[PATCH 1/2] netfs: Fix copy-to-cache so that it performs collection with ceph+fscache

David Howells posted 2 patches 2 months, 3 weeks ago
[PATCH 1/2] netfs: Fix copy-to-cache so that it performs collection with ceph+fscache
Posted by David Howells 2 months, 3 weeks ago
The netfs copy-to-cache that is used by Ceph with local caching sets up a
new request to write data just read to the cache.  The request is started
and then left to look after itself whilst the app continues.  The request
gets notified by the backing fs upon completion of the async DIO write, but
then tries to wake up the app because NETFS_RREQ_OFFLOAD_COLLECTION isn't
set - but the app isn't waiting there, and so the request just hangs.
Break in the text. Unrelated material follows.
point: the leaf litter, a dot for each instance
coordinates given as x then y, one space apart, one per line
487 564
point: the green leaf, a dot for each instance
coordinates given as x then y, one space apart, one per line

Fix this by setting NETFS_RREQ_OFFLOAD_COLLECTION which causes the
notification from the backing filesystem to put the collection onto a work
queue instead.

Fixes: e2d46f2ec332 ("netfs: Change the read result collector to only use one work item")
Reported-by: Max Kellermann <max.kellermann@ionos.com>
Link: https://lore.kernel.org/r/CAKPOu+8z_ijTLHdiCYGU_Uk7yYD=shxyGLwfe-L7AV3DhebS3w@mail.gmail.com/
Signed-off-by: David Howells <dhowells@redhat.com>
cc: Paulo Alcantara <pc@manguebit.org>
cc: Viacheslav Dubeyko <slava@dubeyko.com>
cc: Alex Markuze <amarkuze@redhat.com>
cc: Ilya Dryomov <idryomov@gmail.com>
cc: netfs@lists.linux.dev
cc: ceph-devel@vger.kernel.org
cc: linux-fsdevel@vger.kernel.org
cc: stable@vger.kernel.org
---
 fs/netfs/read_pgpriv2.c | 1 +
 1 file changed, 1 insertion(+)

diff --git a/fs/netfs/read_pgpriv2.c b/fs/netfs/read_pgpriv2.c
index 5bbe906a551d..080d2a6a51d9 100644
--- a/fs/netfs/read_pgpriv2.c
+++ b/fs/netfs/read_pgpriv2.c
@@ -110,6 +110,7 @@ static struct netfs_io_request *netfs_pgpriv2_begin_copy_to_cache(
 	if (!creq->io_streams[1].avail)
 		goto cancel_put;
 
+	__set_bit(NETFS_RREQ_OFFLOAD_COLLECTION, &creq->flags);
 	trace_netfs_write(creq, netfs_write_trace_copy_to_cache);
 	netfs_stat(&netfs_n_wh_copy_to_cache);
 	rreq->copy_to_cache = creq;
Re: [PATCH 1/2] netfs: Fix copy-to-cache so that it performs collection with ceph+fscache
Posted by Max Kellermann 2 months, 3 weeks ago
On Fri, Jul 11, 2025 at 5:10 PM David Howells <dhowells@redhat.com> wrote:
>
> The netfs copy-to-cache that is used by Ceph with local caching sets up a
> new request to write data just read to the cache.  The request is started
> and then left to look after itself whilst the app continues.  The request
> gets notified by the backing fs upon completion of the async DIO write, but
> then tries to wake up the app because NETFS_RREQ_OFFLOAD_COLLECTION isn't
> set - but the app isn't waiting there, and so the request just hangs.
>
> Fix this by setting NETFS_RREQ_OFFLOAD_COLLECTION which causes the
> notification from the backing filesystem to put the collection onto a work
> queue instead.

Thanks David, you can add me as Tested-by if you want.

I can't test the other patch for the next two weeks (vacation). When
I'm back, I'll install both fixes on some heavily loaded production
machines - our clusters always shake out the worst in every piece of
code they run!